As in John Cage’s seminal 4′33″ the art here is something other than it initially appears. In that piece, an audience is assembled to listen to some music. Instead they are treated to four minutes and thirty-three seconds of “silence". But, of course, it’s not really silence. The art is made by the sounds of the environment. It’s the audience shuffling in their seats and the musicians ruffling their sheet notes. It’s the movement of the air. It’s the sounds of everyday life.
It’s a brilliant piece, and I suppose it’s darkly comic in the trick it’s playing on the audience, but it’s not fun. This film represents a similar idea, but it’s fun. The big idea here is that the line between a show and an audience isn’t as rigid as we might think it is. In fact, maybe it isn’t there at all.

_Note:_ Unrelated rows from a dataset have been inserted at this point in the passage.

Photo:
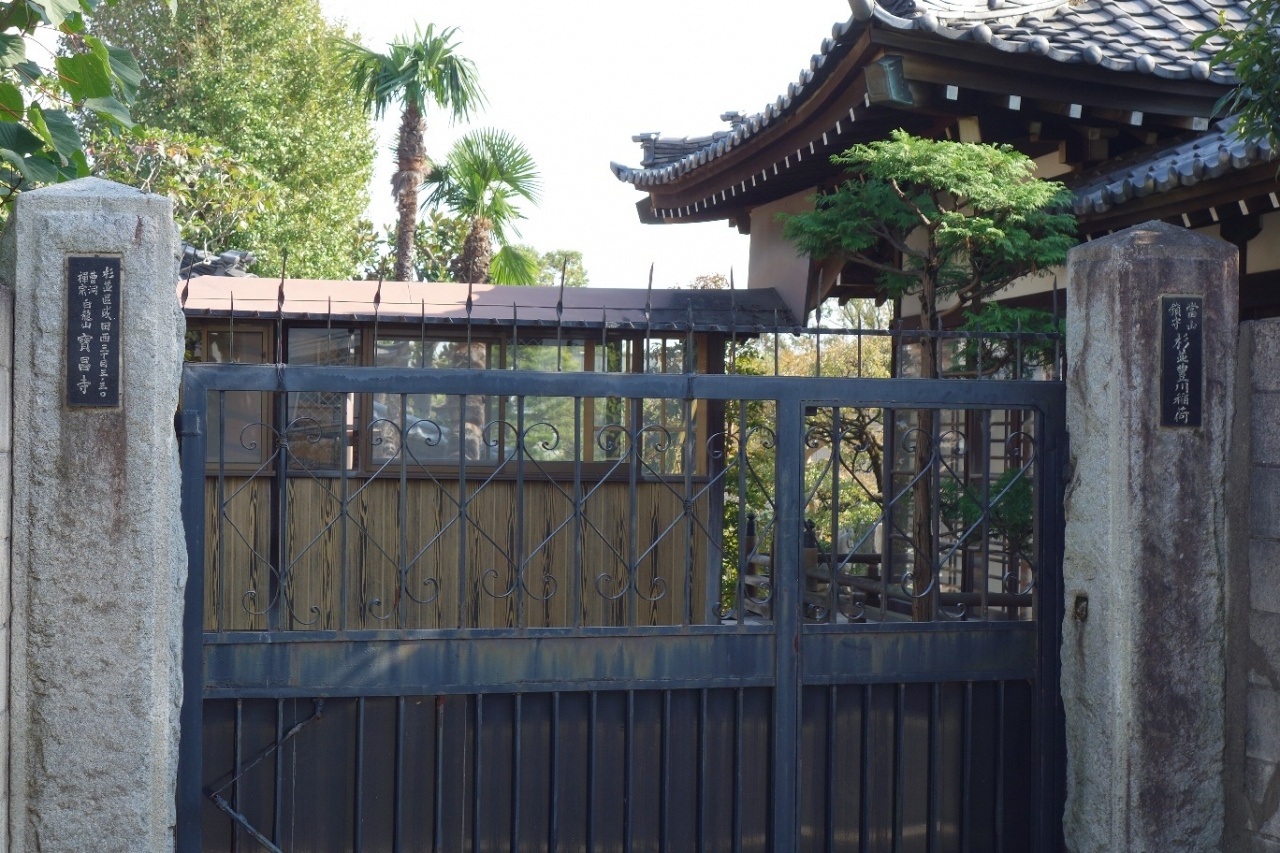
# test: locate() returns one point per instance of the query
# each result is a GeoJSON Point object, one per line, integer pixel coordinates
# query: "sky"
{"type": "Point", "coordinates": [576, 80]}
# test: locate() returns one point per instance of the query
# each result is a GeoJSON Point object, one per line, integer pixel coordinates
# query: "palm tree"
{"type": "Point", "coordinates": [483, 179]}
{"type": "Point", "coordinates": [414, 73]}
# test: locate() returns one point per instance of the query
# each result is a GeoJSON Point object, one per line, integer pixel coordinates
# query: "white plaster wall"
{"type": "Point", "coordinates": [775, 261]}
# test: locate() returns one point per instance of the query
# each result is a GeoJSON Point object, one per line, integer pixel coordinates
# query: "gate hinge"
{"type": "Point", "coordinates": [186, 423]}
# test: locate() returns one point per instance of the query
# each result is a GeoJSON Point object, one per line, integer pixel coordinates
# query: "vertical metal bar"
{"type": "Point", "coordinates": [515, 338]}
{"type": "Point", "coordinates": [785, 574]}
{"type": "Point", "coordinates": [280, 512]}
{"type": "Point", "coordinates": [629, 775]}
{"type": "Point", "coordinates": [1018, 360]}
{"type": "Point", "coordinates": [936, 519]}
{"type": "Point", "coordinates": [398, 797]}
{"type": "Point", "coordinates": [831, 769]}
{"type": "Point", "coordinates": [739, 734]}
{"type": "Point", "coordinates": [967, 770]}
{"type": "Point", "coordinates": [899, 765]}
{"type": "Point", "coordinates": [359, 817]}
{"type": "Point", "coordinates": [553, 822]}
{"type": "Point", "coordinates": [743, 556]}
{"type": "Point", "coordinates": [344, 509]}
{"type": "Point", "coordinates": [986, 510]}
{"type": "Point", "coordinates": [775, 342]}
{"type": "Point", "coordinates": [402, 500]}
{"type": "Point", "coordinates": [478, 794]}
{"type": "Point", "coordinates": [222, 507]}
{"type": "Point", "coordinates": [438, 816]}
{"type": "Point", "coordinates": [193, 514]}
{"type": "Point", "coordinates": [577, 510]}
{"type": "Point", "coordinates": [464, 501]}
{"type": "Point", "coordinates": [521, 452]}
{"type": "Point", "coordinates": [890, 433]}
{"type": "Point", "coordinates": [634, 515]}
{"type": "Point", "coordinates": [859, 345]}
{"type": "Point", "coordinates": [279, 771]}
{"type": "Point", "coordinates": [935, 763]}
{"type": "Point", "coordinates": [515, 774]}
{"type": "Point", "coordinates": [690, 530]}
{"type": "Point", "coordinates": [240, 752]}
{"type": "Point", "coordinates": [833, 562]}
{"type": "Point", "coordinates": [664, 806]}
{"type": "Point", "coordinates": [702, 769]}
{"type": "Point", "coordinates": [864, 789]}
{"type": "Point", "coordinates": [1000, 766]}
{"type": "Point", "coordinates": [590, 775]}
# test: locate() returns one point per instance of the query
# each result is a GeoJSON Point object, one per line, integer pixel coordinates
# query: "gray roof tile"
{"type": "Point", "coordinates": [1139, 36]}
{"type": "Point", "coordinates": [1166, 167]}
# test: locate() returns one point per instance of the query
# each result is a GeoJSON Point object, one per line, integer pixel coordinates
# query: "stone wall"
{"type": "Point", "coordinates": [1147, 546]}
{"type": "Point", "coordinates": [1253, 641]}
{"type": "Point", "coordinates": [97, 548]}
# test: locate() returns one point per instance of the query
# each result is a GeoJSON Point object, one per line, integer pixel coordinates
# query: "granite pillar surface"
{"type": "Point", "coordinates": [1147, 546]}
{"type": "Point", "coordinates": [99, 561]}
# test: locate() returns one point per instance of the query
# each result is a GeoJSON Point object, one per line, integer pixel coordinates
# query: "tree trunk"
{"type": "Point", "coordinates": [922, 498]}
{"type": "Point", "coordinates": [411, 162]}
{"type": "Point", "coordinates": [476, 252]}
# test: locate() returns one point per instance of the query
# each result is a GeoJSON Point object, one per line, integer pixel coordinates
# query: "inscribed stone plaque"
{"type": "Point", "coordinates": [1182, 363]}
{"type": "Point", "coordinates": [92, 331]}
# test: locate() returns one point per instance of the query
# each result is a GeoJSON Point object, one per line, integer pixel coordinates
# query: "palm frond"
{"type": "Point", "coordinates": [513, 265]}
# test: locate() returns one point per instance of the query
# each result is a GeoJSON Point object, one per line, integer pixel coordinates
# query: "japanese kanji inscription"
{"type": "Point", "coordinates": [1182, 364]}
{"type": "Point", "coordinates": [92, 331]}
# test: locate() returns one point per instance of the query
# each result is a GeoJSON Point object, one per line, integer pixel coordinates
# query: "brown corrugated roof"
{"type": "Point", "coordinates": [492, 304]}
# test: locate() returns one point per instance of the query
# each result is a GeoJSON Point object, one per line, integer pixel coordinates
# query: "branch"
{"type": "Point", "coordinates": [880, 267]}
{"type": "Point", "coordinates": [901, 196]}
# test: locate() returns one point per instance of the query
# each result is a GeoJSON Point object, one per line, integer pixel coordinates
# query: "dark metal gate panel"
{"type": "Point", "coordinates": [831, 724]}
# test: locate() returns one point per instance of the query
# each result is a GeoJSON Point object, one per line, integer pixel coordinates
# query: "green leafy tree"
{"type": "Point", "coordinates": [414, 73]}
{"type": "Point", "coordinates": [965, 220]}
{"type": "Point", "coordinates": [216, 196]}
{"type": "Point", "coordinates": [485, 177]}
{"type": "Point", "coordinates": [42, 104]}
{"type": "Point", "coordinates": [265, 83]}
{"type": "Point", "coordinates": [1248, 41]}
{"type": "Point", "coordinates": [437, 247]}
{"type": "Point", "coordinates": [552, 264]}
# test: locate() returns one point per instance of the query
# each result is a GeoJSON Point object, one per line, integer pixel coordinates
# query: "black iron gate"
{"type": "Point", "coordinates": [483, 610]}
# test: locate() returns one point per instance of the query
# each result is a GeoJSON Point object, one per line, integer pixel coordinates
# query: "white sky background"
{"type": "Point", "coordinates": [575, 80]}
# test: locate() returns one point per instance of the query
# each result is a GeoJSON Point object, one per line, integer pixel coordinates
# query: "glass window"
{"type": "Point", "coordinates": [321, 422]}
{"type": "Point", "coordinates": [434, 428]}
{"type": "Point", "coordinates": [245, 409]}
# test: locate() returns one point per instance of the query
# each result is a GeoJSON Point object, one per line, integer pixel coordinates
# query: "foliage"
{"type": "Point", "coordinates": [416, 73]}
{"type": "Point", "coordinates": [967, 220]}
{"type": "Point", "coordinates": [1253, 50]}
{"type": "Point", "coordinates": [1011, 515]}
{"type": "Point", "coordinates": [437, 245]}
{"type": "Point", "coordinates": [42, 104]}
{"type": "Point", "coordinates": [553, 263]}
{"type": "Point", "coordinates": [265, 82]}
{"type": "Point", "coordinates": [1036, 346]}
{"type": "Point", "coordinates": [709, 282]}
{"type": "Point", "coordinates": [216, 196]}
{"type": "Point", "coordinates": [485, 177]}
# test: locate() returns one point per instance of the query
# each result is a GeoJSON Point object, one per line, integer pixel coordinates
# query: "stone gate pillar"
{"type": "Point", "coordinates": [97, 555]}
{"type": "Point", "coordinates": [1151, 332]}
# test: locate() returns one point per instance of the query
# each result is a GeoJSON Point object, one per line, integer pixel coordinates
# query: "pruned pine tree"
{"type": "Point", "coordinates": [416, 73]}
{"type": "Point", "coordinates": [484, 179]}
{"type": "Point", "coordinates": [950, 223]}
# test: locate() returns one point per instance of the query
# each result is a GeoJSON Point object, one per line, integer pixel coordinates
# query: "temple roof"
{"type": "Point", "coordinates": [1151, 37]}
{"type": "Point", "coordinates": [1168, 167]}
{"type": "Point", "coordinates": [438, 302]}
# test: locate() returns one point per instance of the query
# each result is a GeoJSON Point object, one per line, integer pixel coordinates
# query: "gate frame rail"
{"type": "Point", "coordinates": [792, 395]}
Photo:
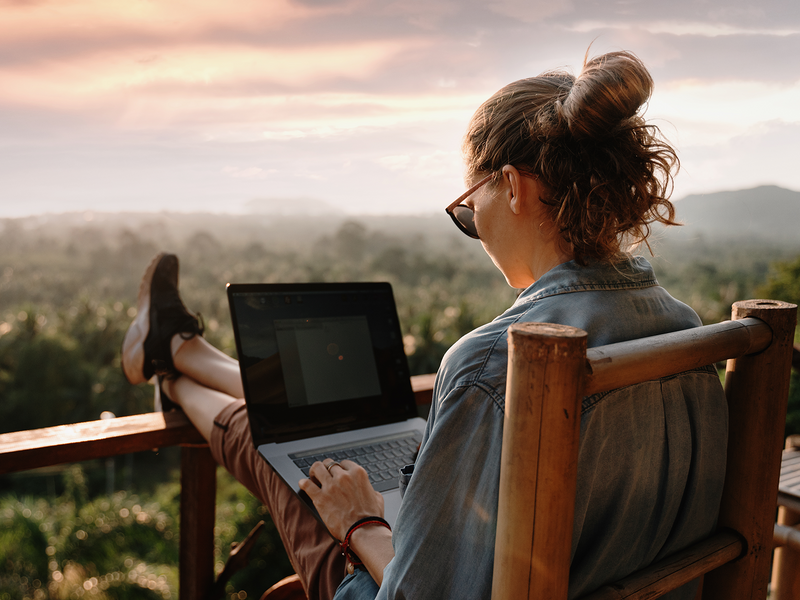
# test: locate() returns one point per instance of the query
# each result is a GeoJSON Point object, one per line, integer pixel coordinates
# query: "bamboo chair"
{"type": "Point", "coordinates": [786, 563]}
{"type": "Point", "coordinates": [550, 371]}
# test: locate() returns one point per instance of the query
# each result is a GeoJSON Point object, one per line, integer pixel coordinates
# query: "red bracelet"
{"type": "Point", "coordinates": [345, 545]}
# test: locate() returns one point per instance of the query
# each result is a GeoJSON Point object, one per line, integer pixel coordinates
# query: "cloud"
{"type": "Point", "coordinates": [200, 103]}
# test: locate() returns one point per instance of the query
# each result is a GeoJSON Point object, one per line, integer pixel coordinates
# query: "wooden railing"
{"type": "Point", "coordinates": [25, 450]}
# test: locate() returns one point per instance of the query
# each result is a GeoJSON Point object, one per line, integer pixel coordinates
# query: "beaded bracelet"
{"type": "Point", "coordinates": [345, 545]}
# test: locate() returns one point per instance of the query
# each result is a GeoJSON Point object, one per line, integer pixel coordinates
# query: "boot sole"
{"type": "Point", "coordinates": [133, 342]}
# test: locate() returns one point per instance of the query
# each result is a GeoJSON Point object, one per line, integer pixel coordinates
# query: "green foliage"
{"type": "Point", "coordinates": [123, 546]}
{"type": "Point", "coordinates": [784, 282]}
{"type": "Point", "coordinates": [68, 292]}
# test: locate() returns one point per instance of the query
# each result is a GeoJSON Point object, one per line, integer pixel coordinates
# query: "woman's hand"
{"type": "Point", "coordinates": [342, 494]}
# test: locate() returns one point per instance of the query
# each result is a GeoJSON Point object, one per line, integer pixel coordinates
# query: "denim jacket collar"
{"type": "Point", "coordinates": [631, 272]}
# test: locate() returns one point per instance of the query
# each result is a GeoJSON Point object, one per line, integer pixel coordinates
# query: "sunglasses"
{"type": "Point", "coordinates": [463, 216]}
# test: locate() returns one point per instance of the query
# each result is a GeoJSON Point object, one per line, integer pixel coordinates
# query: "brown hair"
{"type": "Point", "coordinates": [609, 173]}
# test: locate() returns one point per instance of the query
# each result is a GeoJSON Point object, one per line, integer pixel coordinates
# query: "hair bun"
{"type": "Point", "coordinates": [607, 93]}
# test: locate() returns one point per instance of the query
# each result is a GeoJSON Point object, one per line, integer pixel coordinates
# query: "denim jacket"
{"type": "Point", "coordinates": [651, 463]}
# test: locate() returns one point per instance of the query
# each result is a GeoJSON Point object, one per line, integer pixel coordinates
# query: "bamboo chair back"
{"type": "Point", "coordinates": [550, 371]}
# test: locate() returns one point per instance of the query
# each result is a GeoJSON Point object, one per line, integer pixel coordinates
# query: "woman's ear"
{"type": "Point", "coordinates": [515, 189]}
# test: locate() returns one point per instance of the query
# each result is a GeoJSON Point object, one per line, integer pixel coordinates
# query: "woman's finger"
{"type": "Point", "coordinates": [319, 471]}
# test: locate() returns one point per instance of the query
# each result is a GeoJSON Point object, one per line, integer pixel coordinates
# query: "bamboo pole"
{"type": "Point", "coordinates": [627, 363]}
{"type": "Point", "coordinates": [757, 387]}
{"type": "Point", "coordinates": [198, 501]}
{"type": "Point", "coordinates": [786, 562]}
{"type": "Point", "coordinates": [540, 440]}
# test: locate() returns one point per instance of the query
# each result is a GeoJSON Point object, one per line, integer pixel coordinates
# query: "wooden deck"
{"type": "Point", "coordinates": [25, 450]}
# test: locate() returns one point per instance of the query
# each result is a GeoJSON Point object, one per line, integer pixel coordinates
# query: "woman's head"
{"type": "Point", "coordinates": [607, 173]}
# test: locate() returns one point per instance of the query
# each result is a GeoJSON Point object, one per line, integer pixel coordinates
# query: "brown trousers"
{"type": "Point", "coordinates": [315, 556]}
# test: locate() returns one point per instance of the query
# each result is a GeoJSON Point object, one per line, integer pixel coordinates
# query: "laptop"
{"type": "Point", "coordinates": [325, 376]}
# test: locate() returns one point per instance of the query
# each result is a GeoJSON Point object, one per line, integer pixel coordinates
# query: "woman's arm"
{"type": "Point", "coordinates": [342, 495]}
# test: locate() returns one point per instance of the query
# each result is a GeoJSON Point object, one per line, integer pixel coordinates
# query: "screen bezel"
{"type": "Point", "coordinates": [280, 423]}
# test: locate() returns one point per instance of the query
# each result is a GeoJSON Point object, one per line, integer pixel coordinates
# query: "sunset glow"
{"type": "Point", "coordinates": [203, 105]}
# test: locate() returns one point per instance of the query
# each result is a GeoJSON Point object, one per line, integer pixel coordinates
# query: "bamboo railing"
{"type": "Point", "coordinates": [25, 450]}
{"type": "Point", "coordinates": [550, 371]}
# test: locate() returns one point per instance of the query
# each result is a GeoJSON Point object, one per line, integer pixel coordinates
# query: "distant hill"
{"type": "Point", "coordinates": [767, 212]}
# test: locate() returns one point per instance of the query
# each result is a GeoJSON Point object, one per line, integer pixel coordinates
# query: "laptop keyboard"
{"type": "Point", "coordinates": [381, 457]}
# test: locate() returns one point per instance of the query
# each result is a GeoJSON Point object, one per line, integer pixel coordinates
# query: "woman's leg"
{"type": "Point", "coordinates": [205, 364]}
{"type": "Point", "coordinates": [206, 384]}
{"type": "Point", "coordinates": [222, 420]}
{"type": "Point", "coordinates": [201, 404]}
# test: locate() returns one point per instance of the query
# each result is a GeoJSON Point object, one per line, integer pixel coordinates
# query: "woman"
{"type": "Point", "coordinates": [565, 176]}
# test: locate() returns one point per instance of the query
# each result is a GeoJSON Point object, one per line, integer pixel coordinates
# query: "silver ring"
{"type": "Point", "coordinates": [331, 465]}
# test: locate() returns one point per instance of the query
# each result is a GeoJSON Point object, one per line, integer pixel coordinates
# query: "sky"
{"type": "Point", "coordinates": [357, 106]}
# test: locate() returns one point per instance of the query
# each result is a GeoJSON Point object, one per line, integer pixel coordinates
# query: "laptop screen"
{"type": "Point", "coordinates": [319, 358]}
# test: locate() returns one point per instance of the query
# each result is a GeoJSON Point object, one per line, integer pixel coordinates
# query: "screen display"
{"type": "Point", "coordinates": [319, 358]}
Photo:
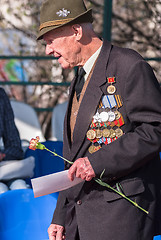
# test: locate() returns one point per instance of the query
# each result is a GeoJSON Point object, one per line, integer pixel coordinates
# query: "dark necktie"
{"type": "Point", "coordinates": [80, 82]}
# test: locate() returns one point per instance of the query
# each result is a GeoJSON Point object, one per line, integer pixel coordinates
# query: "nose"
{"type": "Point", "coordinates": [48, 50]}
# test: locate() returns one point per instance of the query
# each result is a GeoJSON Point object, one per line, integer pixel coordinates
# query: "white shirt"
{"type": "Point", "coordinates": [89, 64]}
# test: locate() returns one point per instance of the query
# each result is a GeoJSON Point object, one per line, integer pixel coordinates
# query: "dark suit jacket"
{"type": "Point", "coordinates": [133, 159]}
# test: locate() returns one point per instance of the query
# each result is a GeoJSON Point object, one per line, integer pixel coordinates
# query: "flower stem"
{"type": "Point", "coordinates": [57, 155]}
{"type": "Point", "coordinates": [99, 181]}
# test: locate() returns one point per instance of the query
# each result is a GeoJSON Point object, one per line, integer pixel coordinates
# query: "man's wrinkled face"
{"type": "Point", "coordinates": [61, 43]}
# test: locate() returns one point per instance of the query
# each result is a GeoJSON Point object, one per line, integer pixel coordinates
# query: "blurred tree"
{"type": "Point", "coordinates": [135, 24]}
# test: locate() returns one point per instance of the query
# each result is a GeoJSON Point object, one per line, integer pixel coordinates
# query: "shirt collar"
{"type": "Point", "coordinates": [89, 64]}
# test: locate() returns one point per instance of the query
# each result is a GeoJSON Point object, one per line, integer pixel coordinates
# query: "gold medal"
{"type": "Point", "coordinates": [106, 132]}
{"type": "Point", "coordinates": [111, 89]}
{"type": "Point", "coordinates": [112, 133]}
{"type": "Point", "coordinates": [91, 134]}
{"type": "Point", "coordinates": [96, 148]}
{"type": "Point", "coordinates": [98, 133]}
{"type": "Point", "coordinates": [117, 115]}
{"type": "Point", "coordinates": [118, 132]}
{"type": "Point", "coordinates": [111, 116]}
{"type": "Point", "coordinates": [91, 149]}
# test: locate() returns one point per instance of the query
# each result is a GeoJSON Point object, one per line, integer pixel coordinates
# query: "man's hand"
{"type": "Point", "coordinates": [56, 232]}
{"type": "Point", "coordinates": [81, 168]}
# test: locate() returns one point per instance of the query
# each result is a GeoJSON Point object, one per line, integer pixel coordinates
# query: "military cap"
{"type": "Point", "coordinates": [57, 13]}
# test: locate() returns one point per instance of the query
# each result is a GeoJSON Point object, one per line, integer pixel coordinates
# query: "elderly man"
{"type": "Point", "coordinates": [112, 123]}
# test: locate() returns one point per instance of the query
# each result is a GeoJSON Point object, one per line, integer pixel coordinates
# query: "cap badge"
{"type": "Point", "coordinates": [63, 12]}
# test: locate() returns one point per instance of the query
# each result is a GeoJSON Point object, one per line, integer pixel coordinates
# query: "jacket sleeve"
{"type": "Point", "coordinates": [142, 100]}
{"type": "Point", "coordinates": [10, 134]}
{"type": "Point", "coordinates": [60, 210]}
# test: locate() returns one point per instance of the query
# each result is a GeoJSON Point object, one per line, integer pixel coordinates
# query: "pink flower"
{"type": "Point", "coordinates": [34, 143]}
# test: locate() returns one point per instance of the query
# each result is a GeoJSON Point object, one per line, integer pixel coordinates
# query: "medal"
{"type": "Point", "coordinates": [118, 132]}
{"type": "Point", "coordinates": [91, 149]}
{"type": "Point", "coordinates": [112, 133]}
{"type": "Point", "coordinates": [104, 116]}
{"type": "Point", "coordinates": [117, 114]}
{"type": "Point", "coordinates": [111, 89]}
{"type": "Point", "coordinates": [118, 100]}
{"type": "Point", "coordinates": [96, 148]}
{"type": "Point", "coordinates": [111, 116]}
{"type": "Point", "coordinates": [98, 133]}
{"type": "Point", "coordinates": [106, 132]}
{"type": "Point", "coordinates": [91, 134]}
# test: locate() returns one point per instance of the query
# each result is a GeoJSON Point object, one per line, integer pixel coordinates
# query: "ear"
{"type": "Point", "coordinates": [77, 30]}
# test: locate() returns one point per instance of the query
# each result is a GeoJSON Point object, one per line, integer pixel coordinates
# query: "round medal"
{"type": "Point", "coordinates": [119, 132]}
{"type": "Point", "coordinates": [112, 133]}
{"type": "Point", "coordinates": [91, 149]}
{"type": "Point", "coordinates": [104, 116]}
{"type": "Point", "coordinates": [117, 115]}
{"type": "Point", "coordinates": [98, 133]}
{"type": "Point", "coordinates": [96, 148]}
{"type": "Point", "coordinates": [106, 132]}
{"type": "Point", "coordinates": [111, 116]}
{"type": "Point", "coordinates": [111, 89]}
{"type": "Point", "coordinates": [91, 134]}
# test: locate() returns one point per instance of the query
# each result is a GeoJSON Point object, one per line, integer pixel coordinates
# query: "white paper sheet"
{"type": "Point", "coordinates": [51, 183]}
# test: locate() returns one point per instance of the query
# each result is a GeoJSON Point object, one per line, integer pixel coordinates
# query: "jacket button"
{"type": "Point", "coordinates": [79, 202]}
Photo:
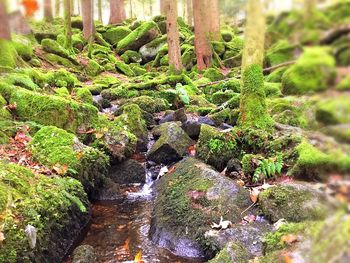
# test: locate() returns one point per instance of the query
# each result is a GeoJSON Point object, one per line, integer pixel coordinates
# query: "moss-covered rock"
{"type": "Point", "coordinates": [253, 110]}
{"type": "Point", "coordinates": [312, 72]}
{"type": "Point", "coordinates": [216, 147]}
{"type": "Point", "coordinates": [172, 144]}
{"type": "Point", "coordinates": [294, 203]}
{"type": "Point", "coordinates": [233, 252]}
{"type": "Point", "coordinates": [115, 34]}
{"type": "Point", "coordinates": [93, 68]}
{"type": "Point", "coordinates": [280, 52]}
{"type": "Point", "coordinates": [83, 95]}
{"type": "Point", "coordinates": [8, 55]}
{"type": "Point", "coordinates": [213, 74]}
{"type": "Point", "coordinates": [188, 199]}
{"type": "Point", "coordinates": [143, 34]}
{"type": "Point", "coordinates": [149, 104]}
{"type": "Point", "coordinates": [56, 207]}
{"type": "Point", "coordinates": [53, 110]}
{"type": "Point", "coordinates": [333, 111]}
{"type": "Point", "coordinates": [55, 147]}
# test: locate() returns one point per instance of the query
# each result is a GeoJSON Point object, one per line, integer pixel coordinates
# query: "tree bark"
{"type": "Point", "coordinates": [57, 8]}
{"type": "Point", "coordinates": [202, 45]}
{"type": "Point", "coordinates": [88, 19]}
{"type": "Point", "coordinates": [5, 32]}
{"type": "Point", "coordinates": [214, 18]}
{"type": "Point", "coordinates": [99, 8]}
{"type": "Point", "coordinates": [174, 52]}
{"type": "Point", "coordinates": [163, 8]}
{"type": "Point", "coordinates": [253, 52]}
{"type": "Point", "coordinates": [253, 110]}
{"type": "Point", "coordinates": [48, 16]}
{"type": "Point", "coordinates": [68, 24]}
{"type": "Point", "coordinates": [189, 13]}
{"type": "Point", "coordinates": [117, 11]}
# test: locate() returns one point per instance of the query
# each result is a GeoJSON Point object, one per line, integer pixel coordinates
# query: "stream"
{"type": "Point", "coordinates": [119, 229]}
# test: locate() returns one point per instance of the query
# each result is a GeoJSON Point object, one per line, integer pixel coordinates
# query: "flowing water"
{"type": "Point", "coordinates": [119, 229]}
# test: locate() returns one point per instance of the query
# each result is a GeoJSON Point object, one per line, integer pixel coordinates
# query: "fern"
{"type": "Point", "coordinates": [268, 168]}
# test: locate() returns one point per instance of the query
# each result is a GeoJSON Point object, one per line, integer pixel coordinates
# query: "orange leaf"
{"type": "Point", "coordinates": [138, 257]}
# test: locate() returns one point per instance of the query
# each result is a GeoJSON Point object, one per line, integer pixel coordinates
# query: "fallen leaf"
{"type": "Point", "coordinates": [138, 258]}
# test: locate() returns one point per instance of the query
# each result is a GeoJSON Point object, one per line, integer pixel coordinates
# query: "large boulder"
{"type": "Point", "coordinates": [314, 71]}
{"type": "Point", "coordinates": [294, 202]}
{"type": "Point", "coordinates": [216, 147]}
{"type": "Point", "coordinates": [63, 152]}
{"type": "Point", "coordinates": [189, 199]}
{"type": "Point", "coordinates": [142, 35]}
{"type": "Point", "coordinates": [171, 146]}
{"type": "Point", "coordinates": [53, 110]}
{"type": "Point", "coordinates": [55, 208]}
{"type": "Point", "coordinates": [128, 172]}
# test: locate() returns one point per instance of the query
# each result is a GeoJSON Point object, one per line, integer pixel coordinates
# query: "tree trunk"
{"type": "Point", "coordinates": [117, 11]}
{"type": "Point", "coordinates": [214, 18]}
{"type": "Point", "coordinates": [174, 52]}
{"type": "Point", "coordinates": [48, 16]}
{"type": "Point", "coordinates": [189, 13]}
{"type": "Point", "coordinates": [253, 111]}
{"type": "Point", "coordinates": [67, 24]}
{"type": "Point", "coordinates": [57, 8]}
{"type": "Point", "coordinates": [201, 24]}
{"type": "Point", "coordinates": [309, 9]}
{"type": "Point", "coordinates": [150, 8]}
{"type": "Point", "coordinates": [88, 16]}
{"type": "Point", "coordinates": [163, 8]}
{"type": "Point", "coordinates": [5, 32]}
{"type": "Point", "coordinates": [99, 8]}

This was filmed over a few days at a circus, and the story, such as it is, is that we’re watching a performance. But it’s clear from very early on that there is something more happening than we think. The “audience” is part of the act, as are the crew. The set painters are actually acrobats, and the audience are actually musicians. The line between performer, audience, show, crowd, it’s all blurred and then broken.
Jacques Tati was the best-case definition of an auteur. His was a singular vision and a complete universe unto itself. Like the best of the silent film comedians, he created his own reality, with its own basic laws. All of his films exist in this alternate reality, and we are lucky enough that we can occasionally visit, to be delighted and confronted with the absurdities of life.